Astronomers have made a breakthrough by observing the magnetic field surrounding a young star believed to be in the process of planet formation. Utilizing dust particles, the research team successfully mapped the three-dimensional ‘fingerprint’ of the star’s magnetic field. This achievement is expected to enhance our understanding of how planets come into existence.
For the first time, astronomers have successfully observed the magnetic field encircling a young star where planets are believed to form. The research team used dust to analyze the three-dimensional ‘fingerprint’ of the magnetic field, which will enhance our knowledge of planet formation.
Planets develop in dynamic disks of gas and dust, termed protoplanetary disks, situated around young stars. The initial stage of planet formation is thought to involve dust grains colliding and adhering to one another. The movement of these dust particles is affected by various forces, including magnetic forces. Therefore, understanding magnetic fields is crucial for grasping the process of planet formation; however, measuring these magnetic fields in a protoplanetary disk has previously been challenging.

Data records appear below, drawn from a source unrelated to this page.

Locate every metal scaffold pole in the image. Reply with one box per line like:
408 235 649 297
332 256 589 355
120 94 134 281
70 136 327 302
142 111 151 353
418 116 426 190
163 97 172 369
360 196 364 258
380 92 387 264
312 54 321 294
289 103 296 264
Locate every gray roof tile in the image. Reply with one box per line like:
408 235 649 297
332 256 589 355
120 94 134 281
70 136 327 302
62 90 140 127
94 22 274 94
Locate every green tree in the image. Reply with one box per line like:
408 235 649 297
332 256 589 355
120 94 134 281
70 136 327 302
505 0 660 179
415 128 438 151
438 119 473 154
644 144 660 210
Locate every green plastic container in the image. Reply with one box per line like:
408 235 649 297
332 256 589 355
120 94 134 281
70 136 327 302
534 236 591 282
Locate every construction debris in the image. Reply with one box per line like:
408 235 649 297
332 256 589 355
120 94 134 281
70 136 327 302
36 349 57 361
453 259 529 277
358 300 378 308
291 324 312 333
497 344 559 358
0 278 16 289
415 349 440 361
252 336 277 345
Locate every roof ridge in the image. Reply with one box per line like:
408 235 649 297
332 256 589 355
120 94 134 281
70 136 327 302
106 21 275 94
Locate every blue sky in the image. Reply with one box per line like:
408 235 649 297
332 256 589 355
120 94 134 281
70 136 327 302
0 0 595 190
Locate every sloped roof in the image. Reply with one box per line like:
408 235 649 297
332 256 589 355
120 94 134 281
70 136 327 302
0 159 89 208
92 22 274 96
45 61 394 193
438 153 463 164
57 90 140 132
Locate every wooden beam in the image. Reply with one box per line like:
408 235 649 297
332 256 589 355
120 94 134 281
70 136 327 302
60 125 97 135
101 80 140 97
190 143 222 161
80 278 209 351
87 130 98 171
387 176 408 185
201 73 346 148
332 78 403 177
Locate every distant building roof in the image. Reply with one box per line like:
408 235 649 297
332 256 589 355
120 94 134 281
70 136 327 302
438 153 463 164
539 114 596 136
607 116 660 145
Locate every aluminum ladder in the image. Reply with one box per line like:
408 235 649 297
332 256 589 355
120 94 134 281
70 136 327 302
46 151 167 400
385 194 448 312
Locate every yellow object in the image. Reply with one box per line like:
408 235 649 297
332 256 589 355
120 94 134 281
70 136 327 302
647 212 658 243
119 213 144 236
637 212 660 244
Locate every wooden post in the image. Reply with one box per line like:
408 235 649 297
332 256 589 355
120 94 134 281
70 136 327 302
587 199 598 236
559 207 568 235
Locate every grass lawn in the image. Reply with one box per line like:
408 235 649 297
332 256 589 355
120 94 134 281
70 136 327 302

In this study, an international group of astronomers, led by Satoshi Ohashi from the National Astronomical Observatory of Japan, utilized the Atacama Large Millimeter/submillimeter Array (ALMA) to observe the protoplanetary disk surrounding a young star named HD 142527. This star is situated 512 light-years away in the constellation Lupus. The team discovered that the dust grains oriented themselves in alignment with the magnetic field lines. This enabled the researchers to detect and measure these invisible magnetic field lines, similar to how iron filings can illustrate the magnetic field around a magnet. The team believes that the identified three-dimensional structure may induce significant turbulence within the protoplanetary disk.
Having validated this method of detecting a young star’s magnetic fingerprint, the team aims to apply it to additional stars and measure the magnetic field in closer proximity to the star to gain deeper insights into the magnetic conditions present during planet formation.